With the slow warming of relations between Cuba and the United States, Cuban emigres who had their property confiscated by the Cuban government during the 1950s and 60s are beginning to seek restitution of that property. This includes those who owned art collections that were subsequently seized by the Cuban government, many of which now hang in Cuban museums and government offices. So far claims by Cuban exiles for the return of confiscated art have been ignored by the Cuban government or met with an official *shoulder shrug* there-is-nothing-we-can-do-about-it response.
Those seeking the return of confiscated art in a US court will have an uphill battle. Courts are very deferential to anything that might interfere with the foreign relations of the US. The judgment of a US court that the Cuban government illegally confiscated art (and other property) could certainly be seen as an interference in foreign relations, as the thaw is in its early stages…and still has the potential to return to a deep freeze. Given the US’s history of trying to be an overbearing big brother to Cuba, a demand by US courts to return confiscated art might well cause Cuban officials to retreat from any US overtures.

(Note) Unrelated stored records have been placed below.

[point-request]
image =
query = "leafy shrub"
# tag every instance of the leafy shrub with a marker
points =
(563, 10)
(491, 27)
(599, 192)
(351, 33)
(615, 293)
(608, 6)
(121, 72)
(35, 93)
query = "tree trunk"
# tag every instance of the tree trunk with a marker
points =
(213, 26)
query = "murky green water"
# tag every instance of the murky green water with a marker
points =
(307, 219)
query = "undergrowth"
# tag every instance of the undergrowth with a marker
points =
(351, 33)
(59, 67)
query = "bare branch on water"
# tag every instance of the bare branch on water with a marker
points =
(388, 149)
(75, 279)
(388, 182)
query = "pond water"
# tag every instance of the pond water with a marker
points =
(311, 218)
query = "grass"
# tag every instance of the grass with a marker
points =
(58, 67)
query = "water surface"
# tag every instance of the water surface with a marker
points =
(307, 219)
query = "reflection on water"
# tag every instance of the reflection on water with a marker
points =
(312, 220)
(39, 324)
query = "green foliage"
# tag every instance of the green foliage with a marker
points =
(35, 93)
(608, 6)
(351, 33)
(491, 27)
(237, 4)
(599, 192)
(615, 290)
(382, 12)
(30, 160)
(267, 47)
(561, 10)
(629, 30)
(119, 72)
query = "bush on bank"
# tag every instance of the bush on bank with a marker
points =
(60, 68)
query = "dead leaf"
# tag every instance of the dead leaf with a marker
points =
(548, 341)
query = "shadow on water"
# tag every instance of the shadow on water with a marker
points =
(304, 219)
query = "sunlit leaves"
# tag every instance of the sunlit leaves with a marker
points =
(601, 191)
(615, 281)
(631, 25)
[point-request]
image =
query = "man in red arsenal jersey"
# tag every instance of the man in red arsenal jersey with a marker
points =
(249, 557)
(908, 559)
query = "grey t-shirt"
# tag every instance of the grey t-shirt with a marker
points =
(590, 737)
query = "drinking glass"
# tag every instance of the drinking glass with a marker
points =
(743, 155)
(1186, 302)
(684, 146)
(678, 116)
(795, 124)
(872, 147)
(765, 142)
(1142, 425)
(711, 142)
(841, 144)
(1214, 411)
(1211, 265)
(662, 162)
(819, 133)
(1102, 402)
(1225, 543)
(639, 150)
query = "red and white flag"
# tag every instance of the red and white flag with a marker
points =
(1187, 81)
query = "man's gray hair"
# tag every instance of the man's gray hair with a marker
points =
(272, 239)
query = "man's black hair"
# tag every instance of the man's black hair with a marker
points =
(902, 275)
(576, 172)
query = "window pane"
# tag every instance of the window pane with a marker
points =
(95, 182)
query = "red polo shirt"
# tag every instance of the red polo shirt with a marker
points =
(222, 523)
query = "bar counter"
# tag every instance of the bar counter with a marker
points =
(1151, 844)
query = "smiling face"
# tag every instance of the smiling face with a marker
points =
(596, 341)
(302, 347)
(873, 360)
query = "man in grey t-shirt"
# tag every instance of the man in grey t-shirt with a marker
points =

What might help claims by exiles for a return of confiscated art is that Cuba will be unable to claim that the confiscation was an act of state. The Second Hickenlooper Amendment (22 USC Sec. 2370(e)(2)) usually bars the act of state doctrine to seizures that occurred after January 1, 1959, but it is not absolute. I do not know the history of this amendment, but given that it passed during the period when Cuban officials were confiscating private property, it begs the question of whether there is a coincidence there. Then again, if the Soviet Union, and the confiscation of property by the Bolsheviks is any indication, the courts may very well find that any confiscation by the Cuban government was legitimate. If the act of state doctrine were available to the Cuban government, the legal analysis would be strikingly similar to that of the Bolshevik/Soviet confiscations. It may be that in the end, politics gets in the way, and the Cuban government will be able to by-pass the Second Hickenlooper Amendment and make a claim of act of state.